Title: Purification, properties, sequencing, and cloning of a lipoprotein-associated, serine-dependent phospholipase involved in the oxidative modification of low-density lipoproteins Tew DG, Southan C, Rice SQ, Lawrence MP, Li H, Boyd HF, Moores K, Gloger IS, Macphee CH Ref: Arterioscler Thromb Vasc Biol, 16:591, 1996 : PubMed
A novel LDL-associated phospholipase A2 (LDL-PLA2) has been purified to homogeneity from human LDL obtained from plasma apheresis.
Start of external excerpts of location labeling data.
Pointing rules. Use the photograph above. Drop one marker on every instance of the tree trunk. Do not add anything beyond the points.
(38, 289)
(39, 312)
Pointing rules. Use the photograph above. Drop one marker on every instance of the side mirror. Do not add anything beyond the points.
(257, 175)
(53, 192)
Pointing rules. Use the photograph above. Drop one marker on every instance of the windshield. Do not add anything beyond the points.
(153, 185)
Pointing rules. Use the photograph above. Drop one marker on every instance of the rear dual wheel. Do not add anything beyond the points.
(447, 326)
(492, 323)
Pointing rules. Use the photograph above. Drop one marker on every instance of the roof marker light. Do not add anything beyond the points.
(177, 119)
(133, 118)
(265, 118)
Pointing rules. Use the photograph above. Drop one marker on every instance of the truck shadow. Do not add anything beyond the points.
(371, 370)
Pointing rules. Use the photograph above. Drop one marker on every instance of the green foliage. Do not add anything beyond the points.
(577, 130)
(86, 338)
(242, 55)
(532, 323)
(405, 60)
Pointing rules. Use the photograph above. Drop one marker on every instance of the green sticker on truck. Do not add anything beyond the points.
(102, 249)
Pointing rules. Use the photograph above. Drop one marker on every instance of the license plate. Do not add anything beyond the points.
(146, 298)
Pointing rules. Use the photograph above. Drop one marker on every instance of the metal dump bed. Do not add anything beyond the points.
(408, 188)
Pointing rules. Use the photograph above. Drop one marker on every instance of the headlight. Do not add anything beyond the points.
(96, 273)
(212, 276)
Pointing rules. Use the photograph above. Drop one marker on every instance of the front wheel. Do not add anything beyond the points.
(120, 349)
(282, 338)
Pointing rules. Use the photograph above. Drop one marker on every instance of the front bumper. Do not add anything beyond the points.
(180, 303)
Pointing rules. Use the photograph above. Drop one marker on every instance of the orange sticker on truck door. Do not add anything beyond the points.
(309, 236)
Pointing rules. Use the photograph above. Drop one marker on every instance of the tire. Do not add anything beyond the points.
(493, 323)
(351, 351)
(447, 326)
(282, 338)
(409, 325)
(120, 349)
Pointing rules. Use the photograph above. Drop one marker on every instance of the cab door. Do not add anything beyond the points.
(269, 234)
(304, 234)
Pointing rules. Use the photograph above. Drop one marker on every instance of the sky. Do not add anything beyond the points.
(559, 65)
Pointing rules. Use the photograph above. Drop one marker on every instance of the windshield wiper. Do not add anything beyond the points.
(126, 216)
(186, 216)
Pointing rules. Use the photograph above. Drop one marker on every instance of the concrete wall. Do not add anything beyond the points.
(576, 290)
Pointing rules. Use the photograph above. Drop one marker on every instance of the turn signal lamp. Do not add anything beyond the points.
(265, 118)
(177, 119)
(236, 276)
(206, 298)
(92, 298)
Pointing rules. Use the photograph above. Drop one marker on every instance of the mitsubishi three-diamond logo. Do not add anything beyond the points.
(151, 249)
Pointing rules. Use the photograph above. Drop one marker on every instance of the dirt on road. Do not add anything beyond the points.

This enzyme has activity toward both oxidized phosphatidylcholine and platelet activating factor (PAF). A simple purification procedure involving detergent solubilization and affinity and ion exchange chromatography has been devised. Vmax and Km for the purified enzyme are 170 micromol.min-1.mg-1 and 12 micromol/L, respectively. Extensive peptide sequence from LDL-PLA2 facilitated identification of an expressed sequence tag partial cDNA. This has led to cloning and expression of active protein in baculovirus. A lipase motif is also evident from sequence information, indicating that the enzyme is serine dependent. Inhibition by diethyl p-nitrophenyl phosphate and 3,4-dichloroisocoumarin and insensitivity to EDTA, Ca2+, and sulfhydryl reagents confirm that the enzyme is indeed a serine-dependent hydrolase. The protein is extensively glycosylated, and the glycosylation site has been identified. Antibodies to this LDL-PLA2 have been raised and used to show that this enzyme is responsible for >95% of the phospholipase activity associated with LDL. Inhibition of LDL-PLA2 before oxidation of LDL reduces both lysophosphatidylcholine content and monocyte chemoattractant ability of the resulting oxidized LDL. Lysophosphatidylcholine production and monocyte chemoattractant ability can be restored by addition of physiological quantities of pure LDL-PLA2.